Formation Web Analytics Collector

Minimal self-hosted analytics collector in Go with a separate TypeScript client library.

Introduction

Formation Web Analytics Collector is currently an early access release. It is already useful for teams that want to own their analytics pipeline, but it should still be treated as infrastructure for technical adopters rather than a finished product. Expect rough edges, limited ergonomics, and breaking changes while the project matures.

The main way to send data to this collector is the Formation Web Analytics Client. That client library is the intended integration path for browser-based event collection and should be considered part of the recommended setup for this server. The client repository was renamed, but the published npm package is currently still @tryformation/formation-web-analytics-client.

If you decide to use this today, assess the operational and compliance risks carefully. There is no polished UI yet, so setup, validation, and analysis require hands-on work with your own infrastructure and Elasticsearch. You should review your deployment, retention settings, access controls, backups, incident handling, cookie and consent requirements, and privacy notices before collecting production traffic. The mitigation is straightforward: start with a limited rollout, keep your configuration conservative, test your data handling end to end, and make sure your legal and security review matches your specific use case.

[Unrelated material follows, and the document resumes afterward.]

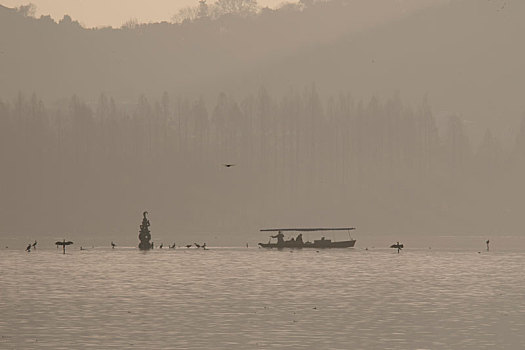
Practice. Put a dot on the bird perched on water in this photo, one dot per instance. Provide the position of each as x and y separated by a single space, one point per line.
63 244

The main reason to adopt this approach is control. This project is intended for self-hosting web analytics in the EU in a way that can reduce third-country transfer exposure and support a GDPR-aligned deployment when configured and operated correctly. Instead of sending visitor data to foreign advertising or tracking companies, you keep collection, storage, access, and governance under your own control. That reduces third-party exposure, simplifies data residency choices, and lets you decide exactly what is collected, retained, and shared.

There is currently no user interface yet. formationxyz.com is waiting to announce some agentic solutions around this, so stay tuned and check the site for updates and more information.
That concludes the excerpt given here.